Despite what Bill O'Reilly and Dr. Seuss would have you believe, nobody stole or declared war on Christmas this year -- neither a fairy-tale Grinch nor a puritan-like individual who cannot be happy because of complaints about the secularization of the season.
I love Christmas. As a pastor, interacting with my congregation during the holiday season is inspiring as well as challenging. Tradition and innovation merge as different families find meaningful but different ways to celebrate commonly held truths. That is why I am troubled by a few individuals who inevitably insist that everyone understand and observe this season just as they do. These people attempt to universalize, commercialize, and impose on others their personal perspective on this deeply religious season of the heart.
What did we think would happen? Across the years, many Christians urged governments to make Christmas a national holiday. (Note the language; a national holiday, not a spiritual holy day.) Similarly, churches welcomed partnerships with Madison Avenue marketers and Main Street merchants who then did what they do and made Christmas a season for buying, not a time for spiritual-based charity. Media grasped the potential of seasonal attention from a large audience attracted to Christmas festivities and with great success created programs on Charlie Brown, a reindeer named Rudolph, and spectaculars in music and dance.
Earlier this month I watched in painful disbelief as police were used to protect the lighting of the Rockefeller Center Christmas tree as protesters were trying to make their voices heard following the incomprehensible grand jury decision in the Eric Garner case. It does not take a degree in theology to figure out on which side of the barricade Jesus would have placed himself that night.
Christians gave Christmas to the world and the world turned Christmas into a political football, a media event, and an unparalleled marketing enterprise. Did anyone really expect that a world of multiple religions and people with no religion would see a government holiday, a giant marketing initiative, and a media extravaganza as a holy time to be observed by all people in the same manner? Let's be reasonable.

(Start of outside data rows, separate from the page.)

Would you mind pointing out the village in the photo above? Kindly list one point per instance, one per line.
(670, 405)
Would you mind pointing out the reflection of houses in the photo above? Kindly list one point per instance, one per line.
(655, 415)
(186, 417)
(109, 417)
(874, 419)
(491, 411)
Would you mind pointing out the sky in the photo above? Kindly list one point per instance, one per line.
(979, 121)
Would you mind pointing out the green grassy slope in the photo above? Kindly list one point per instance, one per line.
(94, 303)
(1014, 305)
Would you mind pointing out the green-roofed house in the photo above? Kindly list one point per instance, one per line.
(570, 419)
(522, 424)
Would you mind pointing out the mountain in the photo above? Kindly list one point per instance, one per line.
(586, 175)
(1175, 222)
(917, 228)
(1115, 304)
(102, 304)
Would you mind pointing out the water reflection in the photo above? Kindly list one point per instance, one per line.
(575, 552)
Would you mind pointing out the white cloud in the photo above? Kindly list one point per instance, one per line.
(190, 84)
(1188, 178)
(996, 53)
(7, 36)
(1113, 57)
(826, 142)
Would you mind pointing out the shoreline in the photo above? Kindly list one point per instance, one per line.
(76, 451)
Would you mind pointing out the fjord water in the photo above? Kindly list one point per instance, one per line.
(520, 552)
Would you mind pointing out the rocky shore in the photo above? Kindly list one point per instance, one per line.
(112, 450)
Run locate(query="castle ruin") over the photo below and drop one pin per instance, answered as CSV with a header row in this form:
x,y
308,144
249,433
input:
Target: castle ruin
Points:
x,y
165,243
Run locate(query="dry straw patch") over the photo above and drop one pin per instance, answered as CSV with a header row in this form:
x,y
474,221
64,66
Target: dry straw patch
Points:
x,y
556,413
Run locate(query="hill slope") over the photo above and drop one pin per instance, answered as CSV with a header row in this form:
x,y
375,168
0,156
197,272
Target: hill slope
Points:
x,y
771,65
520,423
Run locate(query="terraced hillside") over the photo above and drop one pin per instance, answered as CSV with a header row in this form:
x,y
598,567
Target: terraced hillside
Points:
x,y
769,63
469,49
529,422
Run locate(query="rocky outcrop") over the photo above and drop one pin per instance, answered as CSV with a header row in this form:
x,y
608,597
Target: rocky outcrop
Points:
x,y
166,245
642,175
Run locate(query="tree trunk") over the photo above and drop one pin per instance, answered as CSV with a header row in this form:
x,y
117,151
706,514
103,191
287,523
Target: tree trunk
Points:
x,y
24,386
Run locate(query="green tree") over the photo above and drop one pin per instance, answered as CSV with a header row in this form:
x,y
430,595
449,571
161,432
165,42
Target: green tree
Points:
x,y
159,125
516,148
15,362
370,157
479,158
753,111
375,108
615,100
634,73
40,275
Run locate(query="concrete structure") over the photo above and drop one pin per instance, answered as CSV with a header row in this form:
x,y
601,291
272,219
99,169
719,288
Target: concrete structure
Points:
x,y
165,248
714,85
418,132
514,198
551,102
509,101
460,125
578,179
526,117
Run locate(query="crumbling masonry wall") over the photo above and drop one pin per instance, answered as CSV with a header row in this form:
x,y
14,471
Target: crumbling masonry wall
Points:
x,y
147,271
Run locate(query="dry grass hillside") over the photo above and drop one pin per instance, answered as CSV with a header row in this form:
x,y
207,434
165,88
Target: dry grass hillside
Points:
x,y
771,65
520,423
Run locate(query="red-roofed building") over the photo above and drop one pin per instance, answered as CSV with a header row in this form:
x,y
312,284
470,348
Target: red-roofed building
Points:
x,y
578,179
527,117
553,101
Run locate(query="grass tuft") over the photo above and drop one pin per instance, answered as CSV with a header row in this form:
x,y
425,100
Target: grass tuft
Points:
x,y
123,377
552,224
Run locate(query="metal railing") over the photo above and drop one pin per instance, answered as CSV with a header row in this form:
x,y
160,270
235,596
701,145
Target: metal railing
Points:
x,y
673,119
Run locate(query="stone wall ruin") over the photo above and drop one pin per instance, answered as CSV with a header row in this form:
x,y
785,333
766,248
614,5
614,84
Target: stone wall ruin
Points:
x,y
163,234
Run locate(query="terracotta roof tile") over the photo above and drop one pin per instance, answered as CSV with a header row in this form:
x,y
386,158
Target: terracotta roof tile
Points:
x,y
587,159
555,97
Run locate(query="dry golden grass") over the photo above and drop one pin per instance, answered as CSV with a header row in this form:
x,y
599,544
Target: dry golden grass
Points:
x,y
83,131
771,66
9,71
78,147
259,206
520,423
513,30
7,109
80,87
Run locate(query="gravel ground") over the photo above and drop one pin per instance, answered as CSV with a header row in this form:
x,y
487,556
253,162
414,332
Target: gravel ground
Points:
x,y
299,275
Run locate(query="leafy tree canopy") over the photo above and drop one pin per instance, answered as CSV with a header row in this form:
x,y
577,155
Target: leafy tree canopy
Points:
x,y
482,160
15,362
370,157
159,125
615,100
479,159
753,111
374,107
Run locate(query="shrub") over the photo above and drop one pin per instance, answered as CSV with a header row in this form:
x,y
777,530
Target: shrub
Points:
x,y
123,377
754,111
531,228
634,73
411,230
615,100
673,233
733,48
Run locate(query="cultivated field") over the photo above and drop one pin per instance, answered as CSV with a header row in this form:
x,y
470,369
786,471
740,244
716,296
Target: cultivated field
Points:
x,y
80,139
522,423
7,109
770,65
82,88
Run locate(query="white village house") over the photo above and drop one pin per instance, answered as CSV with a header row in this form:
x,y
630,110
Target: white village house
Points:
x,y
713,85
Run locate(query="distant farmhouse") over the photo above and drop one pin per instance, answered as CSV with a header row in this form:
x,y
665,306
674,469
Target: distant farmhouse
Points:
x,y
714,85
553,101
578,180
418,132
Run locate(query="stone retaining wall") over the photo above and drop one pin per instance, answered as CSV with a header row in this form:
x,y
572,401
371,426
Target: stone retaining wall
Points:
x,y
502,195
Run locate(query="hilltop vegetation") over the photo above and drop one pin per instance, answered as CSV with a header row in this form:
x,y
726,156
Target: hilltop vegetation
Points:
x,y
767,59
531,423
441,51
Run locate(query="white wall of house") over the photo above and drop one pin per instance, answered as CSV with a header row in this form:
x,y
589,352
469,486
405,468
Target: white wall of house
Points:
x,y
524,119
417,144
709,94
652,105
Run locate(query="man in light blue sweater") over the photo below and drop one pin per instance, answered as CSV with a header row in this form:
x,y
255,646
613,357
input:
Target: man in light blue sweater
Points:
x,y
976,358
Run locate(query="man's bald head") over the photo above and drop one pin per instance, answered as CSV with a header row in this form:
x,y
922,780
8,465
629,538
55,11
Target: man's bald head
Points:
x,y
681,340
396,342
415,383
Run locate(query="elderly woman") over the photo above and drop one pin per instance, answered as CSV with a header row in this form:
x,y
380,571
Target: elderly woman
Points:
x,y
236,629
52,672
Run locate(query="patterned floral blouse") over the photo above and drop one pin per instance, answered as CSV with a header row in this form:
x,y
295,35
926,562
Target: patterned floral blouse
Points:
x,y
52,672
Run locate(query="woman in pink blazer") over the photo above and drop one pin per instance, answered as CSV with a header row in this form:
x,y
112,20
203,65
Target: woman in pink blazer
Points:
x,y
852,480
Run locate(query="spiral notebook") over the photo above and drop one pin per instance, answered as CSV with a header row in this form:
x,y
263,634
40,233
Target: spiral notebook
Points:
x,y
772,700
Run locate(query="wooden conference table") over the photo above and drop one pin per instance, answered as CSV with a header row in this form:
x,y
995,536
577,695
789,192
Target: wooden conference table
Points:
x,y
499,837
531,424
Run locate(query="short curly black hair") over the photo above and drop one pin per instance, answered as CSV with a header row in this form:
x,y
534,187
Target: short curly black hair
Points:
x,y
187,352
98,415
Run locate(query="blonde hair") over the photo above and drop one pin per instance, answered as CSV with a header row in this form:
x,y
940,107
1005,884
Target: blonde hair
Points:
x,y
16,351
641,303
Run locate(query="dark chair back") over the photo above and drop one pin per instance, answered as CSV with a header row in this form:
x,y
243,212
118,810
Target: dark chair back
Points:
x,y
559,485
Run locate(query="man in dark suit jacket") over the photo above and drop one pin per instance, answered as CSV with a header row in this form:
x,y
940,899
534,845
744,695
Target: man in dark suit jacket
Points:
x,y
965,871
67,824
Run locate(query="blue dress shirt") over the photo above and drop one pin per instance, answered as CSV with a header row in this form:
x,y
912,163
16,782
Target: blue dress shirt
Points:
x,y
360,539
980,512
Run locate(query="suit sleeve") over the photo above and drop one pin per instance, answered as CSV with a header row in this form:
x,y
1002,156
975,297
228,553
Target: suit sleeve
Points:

I am weary of Christians who are constantly whining and writing fundraising letters of complaint because everyone is not celebrating the birth of Christ as they do. Look around. We are a multi-faith nation with the freedom to choose our own religious practices, or none at all. There is a vast difference between evangelizing the teachings of Jesus and seeking validation for our own religious practices by imposing them on others.
My Jewish friends do not ask others to fast on Yom Kippur. Nor do my Muslim friends make such a request during Ramadan. I have learned to appreciate the Hindu festival of light called Diwali, even though no Hindu has asked this of me and the news media pays it no attention. I thank God that our government imposes no religious holiday on anybody, though recognizes the importance of such days for those who observe them.
It seems to me that people who cannot be happy because of individuals who do not greet them as they wish or bow before the traditions of the church are too preoccupied with the actions of others to be meaningfully involved in the meditations, rituals, music, and values of their own traditions. Perhaps we Christians can profit from remembering that the world into which the child whose birth we celebrate was not born into a culture in which everyone stopped and celebrated his birth or mandated that all people kneel before the nativity.
As a Christian, it seems to me that, in the spirit of Christmas, we Christians should be happy that so many people are experiencing joy in this season even if their thoughts and actions involve paths different from ours. While we spread "good news," let's not be so arrogant as to pass judgment on practices different from our own. After all, we are not a nation with a state religion that assures pseudo-uniformity in beliefs. Public schools have no business veering from the primary mission of education to take on the work of a religious institution. We Christians comprise one religion among many religions where we live.
Surely, if we Christians are true to our principles throughout the seasons of Advent and Christmas and gain inspiration from the values of hope, peace, joy, and love, that is enough. What difference does it make whether someone greets us saying, "Happy holidays" or "Merry Christmas?" I am just happy when people make a kind gesture.
I regret that many devotees of the religion that gave us this season feel they must celebrate Christmas by attacking those who do not observe the season the same way we do. Think about it, even those who do not celebrate this season as a holy time support our right to honor the meaning it has for us. Surely, we can do as much for others.
Merry Christmas everybody! Or, Happy Holidays! Or, choose the greeting of your choice and have a great day. It's the thought that counts.